My stomach lurches but the Sangoma doesn’t sew button to flesh. Instead, he swings the button like a pendulum over the worm’s phlegm covered path. My stomach and feet relax whilst the button swings left and right. I think he’s hypnotising the squiggly bastard. Then the Sangoma sneezes. I can feel the twin, moist streams of his hot air on my foot. Suddenly, the button stops swinging as if frozen in midair by an invisible force. The thread it hangs from has gone as tight as a fishing line with a decent sized tiger fish on it. Then the wise old man, as quick as a flea can jump, stabs down with the needle, right beneath the poised button, right into the worm’s trail. I yelp like a puppy, not because of the pain but because of the abruptness of his action. He drops my foot unceremoniously and puts out his soft hand. I see there’s a speck of blood on my foot as I hand the Sangoma the coins. He stands and shuffles off between his huts, scattering the wretched, half plucked chickens as he goes and I understand this as being my cue to leave.

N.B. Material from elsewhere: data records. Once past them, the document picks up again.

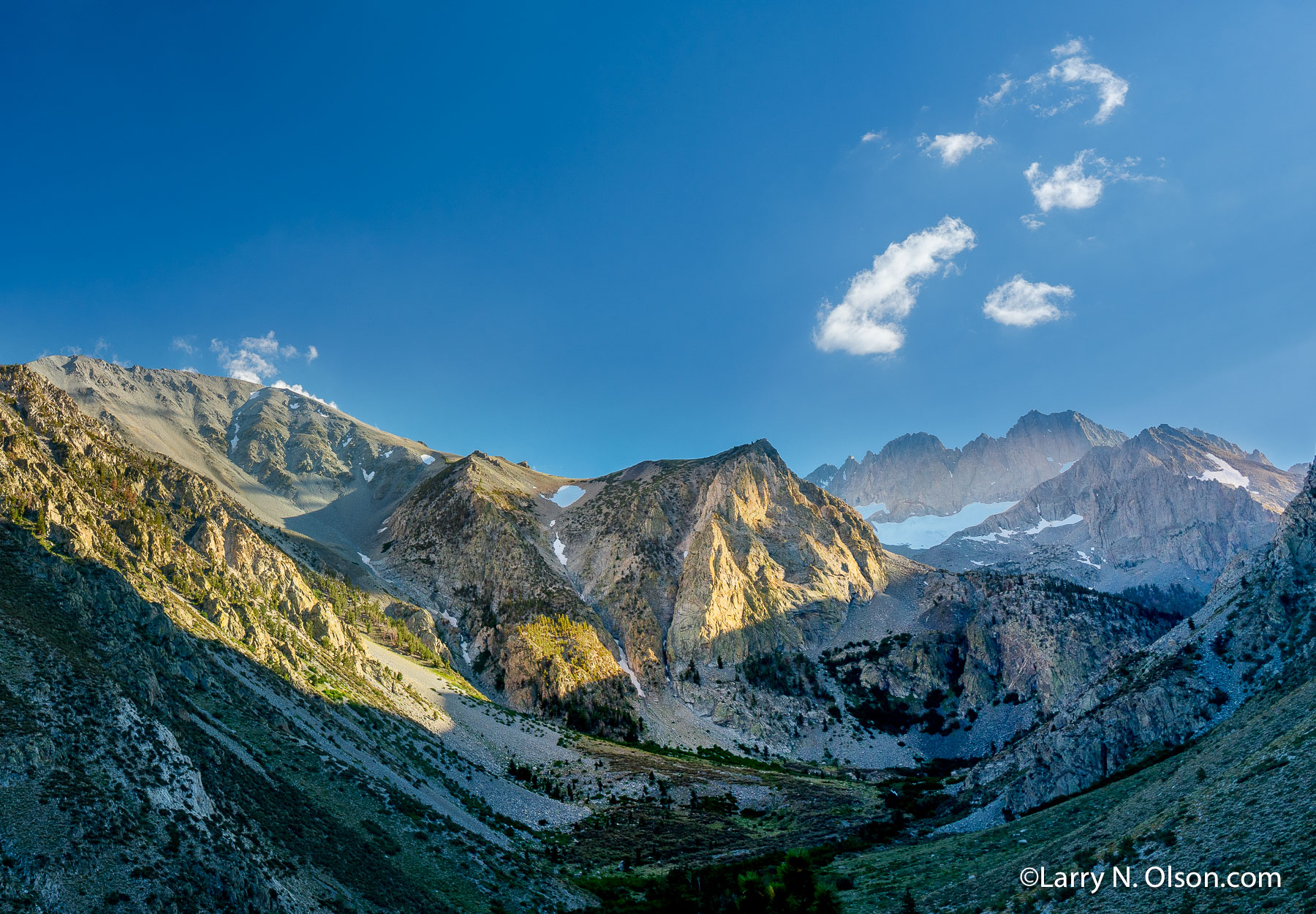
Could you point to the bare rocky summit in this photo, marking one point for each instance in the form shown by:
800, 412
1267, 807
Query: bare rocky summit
916, 475
1171, 506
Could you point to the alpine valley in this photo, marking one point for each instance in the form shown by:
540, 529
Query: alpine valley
261, 656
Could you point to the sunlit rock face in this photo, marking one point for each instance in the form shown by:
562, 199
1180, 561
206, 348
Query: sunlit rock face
651, 569
1171, 506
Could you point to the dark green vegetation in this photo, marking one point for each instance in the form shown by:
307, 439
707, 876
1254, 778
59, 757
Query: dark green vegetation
774, 883
1235, 801
783, 675
1176, 600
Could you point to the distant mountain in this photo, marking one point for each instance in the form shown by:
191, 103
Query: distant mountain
918, 476
290, 458
578, 596
1169, 506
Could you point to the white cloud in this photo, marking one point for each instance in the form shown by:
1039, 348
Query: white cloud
266, 345
1021, 303
953, 146
994, 99
257, 358
1067, 187
1078, 185
1075, 67
866, 322
302, 391
1073, 79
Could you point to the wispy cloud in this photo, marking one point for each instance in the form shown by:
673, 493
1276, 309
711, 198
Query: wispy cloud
1021, 303
256, 358
1075, 67
994, 99
953, 146
302, 391
868, 319
103, 350
1077, 72
1075, 186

So we do, Feet, heading for the river’s bank where the muddy water slides between the stepping-stones that brought us here in the first place. I notice that the fluffy seed pods on the reeds by the water are bursting like snow-flakes in the breeze, and that the green and yellow Cape Weaver birds are in full harmony as the males make their upside down nests; a harmony that may falter to a frustrated twitter when their wives examine the nests and begin to tear them apart if dissatisfied with the construction or location.
That night, and every night since, there has been no worm, no itching, no wiggly movement. For a few nights, I was still wondering about that singed, child’s doll back in the Sangoma’s hut. I had pink flesh. I had singed my own flesh to be rid of the wiggly bastard.

Now you can understand Feet, why most Africans never sit with their bums on the soil; why most squat on the heels in what may be construed as a rocking motion. It’s so you don’t get a wiggly bastard up your bum, Feet.